Seasons by the Sea: Toasting the New Year at Home

“Forced merriment” is what my brother Sherman calls it. We’re talking about New Year’s Eve, a.k.a. Hogmanay, Calennig, Kanun Novogo Goda, Reveillon, Silvester, Ambang, and/or Malam Tahun Baharu.
New Year’s Eve has been celebrated around the world for more than four millenniums, and most countries celebrate it on Dec. 31, the last day of the Gregorian calendar. Festivities can include fireworks, long festive parties, eating special foods, drinking champagne, and making resolutions.
I like to celebrate and plan to have a grand meal . . . at home, with friends who can walk home afterward. Driving around East Hampton drunk in the wee hours of Jan. 1, 2018, is just another way of saying, “I can’t wait to see my name in the police blotter of The East Hampton Star next Thursday!”
For a small party, or dinner “a deux,” it is fun to splurge. Have a beef tenderloin with whipped cream horseradish sauce, creamed spinach, and potatoes au gratin, followed by a rich chocolate mousse. Start with caviar and/or oysters with champagne and have a really good bottle of red wine with your beef. For a bigger party, you can make layered caviar dip (stretch those eggs!) and a warming casserole with a big salad. Serve prosecco or cava instead of champagne; they’re really all the same, except for the price. Even the caviar doesn’t have to be frightfully expensive: American hackleback is damned adequate.
If you want to acknowledge and celebrate the new year the way other countries do, here are some ideas.
In Spain, just before midnight, revelers gobble down 12 grapes while making wishes. In Scandinavian countries they serve rice pudding with one almond hidden in it. Whoever gets the almond has good luck the following year. In Italy they serve lentils, symbolizing coins, for prosperity in the coming year.
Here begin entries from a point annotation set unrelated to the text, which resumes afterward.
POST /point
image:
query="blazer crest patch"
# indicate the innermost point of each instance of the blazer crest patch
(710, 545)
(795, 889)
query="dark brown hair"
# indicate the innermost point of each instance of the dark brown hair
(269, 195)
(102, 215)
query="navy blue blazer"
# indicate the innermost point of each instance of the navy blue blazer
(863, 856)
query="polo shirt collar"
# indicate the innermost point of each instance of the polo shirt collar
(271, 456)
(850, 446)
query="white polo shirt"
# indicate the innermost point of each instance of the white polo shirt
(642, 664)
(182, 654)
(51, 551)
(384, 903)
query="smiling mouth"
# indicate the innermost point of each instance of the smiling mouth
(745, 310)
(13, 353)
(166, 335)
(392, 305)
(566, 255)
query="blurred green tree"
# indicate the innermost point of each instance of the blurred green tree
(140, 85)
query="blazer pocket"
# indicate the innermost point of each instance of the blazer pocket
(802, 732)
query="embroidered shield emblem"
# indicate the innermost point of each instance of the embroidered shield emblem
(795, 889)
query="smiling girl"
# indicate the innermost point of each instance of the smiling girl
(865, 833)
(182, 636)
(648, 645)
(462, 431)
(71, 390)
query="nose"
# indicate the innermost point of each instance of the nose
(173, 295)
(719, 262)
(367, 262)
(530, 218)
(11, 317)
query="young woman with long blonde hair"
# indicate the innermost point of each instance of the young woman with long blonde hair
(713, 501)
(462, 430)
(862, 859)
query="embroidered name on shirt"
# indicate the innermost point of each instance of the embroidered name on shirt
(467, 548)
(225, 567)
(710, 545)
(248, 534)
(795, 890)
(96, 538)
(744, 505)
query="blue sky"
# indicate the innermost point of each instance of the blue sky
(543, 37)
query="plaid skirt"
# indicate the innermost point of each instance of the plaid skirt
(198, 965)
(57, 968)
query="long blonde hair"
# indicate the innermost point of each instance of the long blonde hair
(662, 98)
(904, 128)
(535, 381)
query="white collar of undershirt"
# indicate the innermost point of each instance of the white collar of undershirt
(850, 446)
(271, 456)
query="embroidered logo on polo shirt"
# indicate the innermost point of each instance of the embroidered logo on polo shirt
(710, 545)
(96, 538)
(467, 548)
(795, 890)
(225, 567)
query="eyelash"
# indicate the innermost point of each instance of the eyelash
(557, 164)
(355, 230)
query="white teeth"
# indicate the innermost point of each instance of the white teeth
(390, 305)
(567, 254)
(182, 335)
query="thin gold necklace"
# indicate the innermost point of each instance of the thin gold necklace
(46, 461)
A similar dish, hoppin’ john, made with black-eyed peas, is served in the South. Circular pastries are prepared in the Netherlands, Greece, and Mexico to represent the year coming full circle. Pigs represent progress and wealth in some countries, including Cuba, Austria, and Hungary, so that is served.
The practice of making New Year’s resolutions began in Babylonian times and usually involved returning farm equipment, to appease the gods and start the year off on the right foot.
If you’re having a party with a good-size gang, have a game night with MadLibs, Smart Mouth, and other fast, funny games. I’m having a Saran Wrap ball. You wrap the really good prize in the middle, then keep wrapping joke gifts, practical items, candy, etc., until the ball gets bigger and bigger. (Cut the plastic wrap at various intervals to make it easier, otherwise the whole table will be a tangled mess.) Everyone rolls a pair of dice until someone gets an even number. This person gets to unroll the ball and collect the goodies falling out, until the next person rolling the dice gets an even number, then they grab the ball and unravel it and so on. I found this idea on the internet, which makes the internet good for at least one thing.
Another good game that I learned from my friends Cindy and Jimmy requires no more than a small pad of paper and a pen for each guest. On the first page you write a descriptive sentence, then pass to the next person. They try to illustrate the sentence on the next page. The next person writes a sentence about that illustration, and the pages get folded over each time so all you have to go on is the previous picture or sentence. If I remember correctly, the last time we played, Ernest Hemingway sipping a daiquiri at Harry’s Bar in Paris turned into Hitler eating cake in a canoe. Yes, we are a funny and witty gang!
I’m going to make hoppin’ john this New Year’s Eve. It’s hard to find black-eyed peas out here, but you can find them frozen at King Kullen in Bridgehampton. Cornbread is traditionally served alongside to represent gold, and collard greens cooked with a ham hock are symbolic of “green” money. If I’m lazy I’ll get the cornbread from Smokin’ Wolf or Townline BBQ; they both make excellent versions.
If you’d rather go out, plenty of restaurants are offering New Year’s Eve festivities. How does cauliflower soup with winter truffles and butter-poached lobster at Nick and Toni’s sound? Divine! Almond is offering crispy sunchokes, foie gras, scallops, ribeye steaks, and more. Hubba hubba!
Remember to serve plenty of nonalcoholic beverages for your friends who don’t drink or their designated drivers. However you choose to do it, have fun saying goodbye to 2017 and welcoming in 2018. Celebrate responsibly, give thanks for family and friends, and only make resolutions you can keep. Happy New Year!